Posted inBanking & InsuranceNews

Sharjah Islamic Bank’s profit jumps 25% in Q1 on fee growth and lower provisions

Income from Islamic financing and Sukuk reached Dh914.3 million in the quarter, up from Dh858.1 million a year earlier.

Credit: Sharjah Islamic Bank

Sharjah Islamic Bank reported a net profit of Dh318.9 million for the first quarter of 2025, a 24.6% increase from Dh255.9 million in the same period last year. The rise was supported by stronger income from Islamic financing and Sukuk, a sharp increase in fee and commission income, and a recovery in credit provisions.

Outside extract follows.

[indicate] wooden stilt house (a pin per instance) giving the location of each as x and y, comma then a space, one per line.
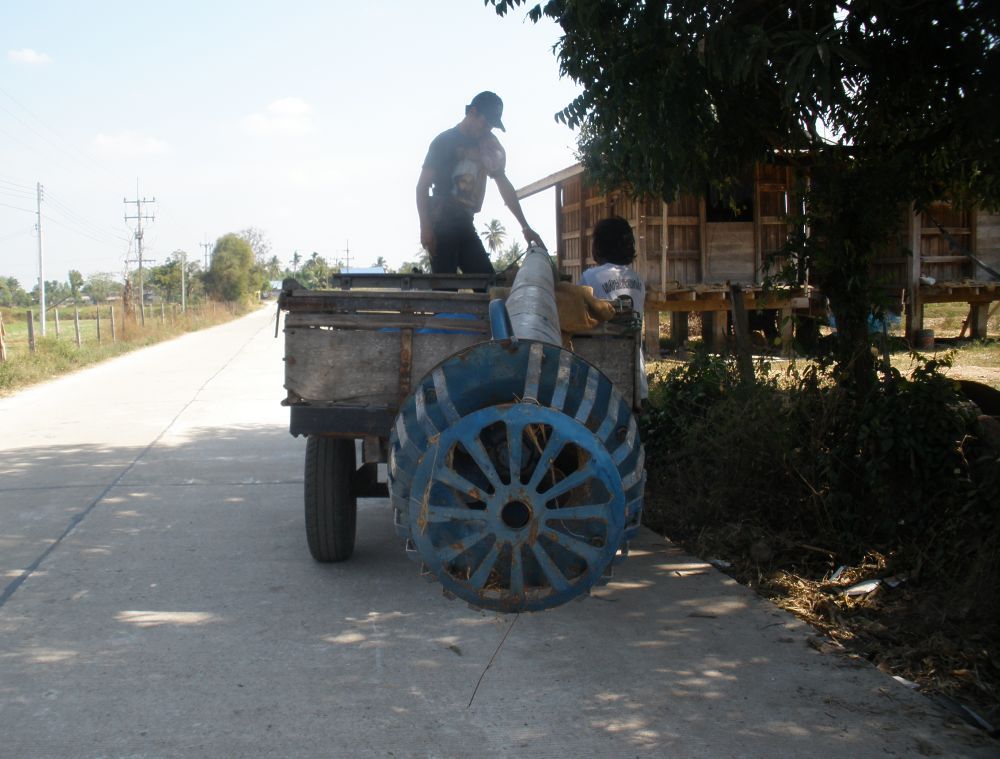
691, 250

Income from Islamic financing and Sukuk reached Dh914.3 million in the quarter, up from Dh858.1 million a year earlier. Distributions to depositors and Sukuk holders rose to Dh546.9 million, compared to Dh490 million in the first quarter of 2024. Net fee and commission income grew to Dh107.6 million from Dh77.8 million, reflecting the bank’s effort to diversify its income base.

Total operating income rose to Dh531.7 million from Dh504.7 million. Operating expenses increased to Dh198.3 million, compared to Dh178.1 million a year ago, driven by investments in staffing, technology and infrastructure. Net operating income before provisions stood at Dh333.4 million, up from Dh326.7 million in the same period last year.

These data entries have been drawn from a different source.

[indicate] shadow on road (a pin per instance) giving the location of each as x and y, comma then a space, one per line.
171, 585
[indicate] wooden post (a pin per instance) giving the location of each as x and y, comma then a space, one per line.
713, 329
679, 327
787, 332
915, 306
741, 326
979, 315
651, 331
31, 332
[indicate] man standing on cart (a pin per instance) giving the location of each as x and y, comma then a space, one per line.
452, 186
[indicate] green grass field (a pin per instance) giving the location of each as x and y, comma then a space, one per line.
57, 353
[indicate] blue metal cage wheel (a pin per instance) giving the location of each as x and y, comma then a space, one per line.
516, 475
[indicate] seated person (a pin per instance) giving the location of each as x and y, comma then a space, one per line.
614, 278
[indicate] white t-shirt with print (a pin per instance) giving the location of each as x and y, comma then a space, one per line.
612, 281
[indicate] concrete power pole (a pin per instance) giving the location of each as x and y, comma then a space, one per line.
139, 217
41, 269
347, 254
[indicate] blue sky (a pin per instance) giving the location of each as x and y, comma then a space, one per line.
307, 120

The bank recorded a net recovery in impairment provisions of Dh17.2 million, compared to a charge of Dh45 million in the first quarter of 2024, reflecting improved asset quality. This supported a 24.5% rise in profit before tax, which reached Dh350.6 million, compared to Dh281.7 million last year.

Total assets stood at Dh82.8 billion at the end of March, an increase from Dh79.2 billion at the end of 2024. Customer financing grew to Dh40.3 billion from Dh37.7 billion. Customer deposits reached Dh52.1 billion, compared to Dh51.8 billion in December, bringing the financing-to-deposit ratio to 77.4%, up from 72.8%.

Liquidity remained steady, with Dh18.1 billion in liquid assets, representing 21.8% of total assets. Shareholders’ equity rose to Dh8.2 billion, accounting for 9.9% of total assets. Return on assets improved to 1.58%, up from 1.44%, while return on equity rose to 15.5% from 12.76%.